Is atom vibration (not speed) correlated with temperature? As far as I know every atom vibrates / oscillates / I don't know what it's called in English with a frequency, specific for its element. I don't mean the velocity of the atom, which defines temperature. Although, honestly the two might be related in a way I don't know.
For example, I know that the proof that time is a real physical dimension and not just something people made up with clocks is that you take an atomic clock at sea level and one on a high mountain and one will run behind.
I know atomic clocks don't measure time by the atoms' vibration but by a more complicated mechanism but I just thought that the other mechanism might be affected by the difference in temperature (which I am sure they account for, if needed) but still, I thought to myself if you just measure the rate of oscillation / vibration then that shouldn't be affected by temperature and then realised I am not sure about that.
tl,dr:

*

*Is the vibration / oscillation of an atom with a frequency, strictly specific to that element, different from the atom's velocity?

*Is said vibration / oscillation not affected by temperature? Difficult question to formulate, as it's more than atoms define temperature than the other way around.
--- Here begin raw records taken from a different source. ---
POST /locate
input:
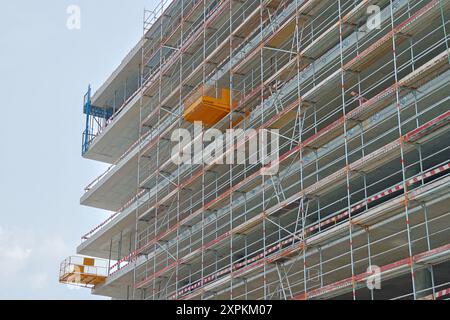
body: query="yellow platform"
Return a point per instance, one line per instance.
(208, 110)
(85, 272)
 A: Atoms do not have vibrational degrees of freedom, but rather the electronic excitations. On the other hand, molecules (which consist of multiple atoms) do have vibrational and rotational degrees of freedom. As the question seems to be motivated by statistical physics, I will further make the remarks only about the latter.
The question (implicitly) refers to the equipartition theorem, which tells us that energy per degree of freedom in a gas is approximately $$\frac{k_B T}{2}$$ It is clear, according to the OP, how this is applied to the translational degrees of freedom, i.e., the velocities of the molecular center-of-mass. It is probably also clear how this applies to the molecular rotations, since these can be characterized by velocities. When it comes to oscillations of atoms in respect to each other, each degree of freedom can be modeled as a harmonic oscillator with energy:
$$
E=\frac{mv^2}{2}+\frac{m\omega^2x^2}{2},
$$
where $x$ and $v$ refer to the relative displacement of the two parts of the molecule. It is the energy of such oscillation that is given by $k_BT$. As the amplitude of the oscillations is related to their energy, one could equally express the equipartition in terms of the oscillator velocity at its minimum (at $x=0$) where we have:
$$
E=  \frac{mv^2}{2}=\frac{k_B T}{2}.
$$
Remarks:

*

*Rotational and vibrational degrees of freedom is the reason why the heat capacity of molecular gases is higher than that of monoatomic gases, see here and here.

*When treated quantum mechanically, the vibrational degrees of freedom of molecules usually have high excitation energy and are not involved at low temperatures. Thus, depending on temperature, the number of degrees of freedom that need to be taken into account changes, and the heat capacity of a molecular gas changes with temperature as well!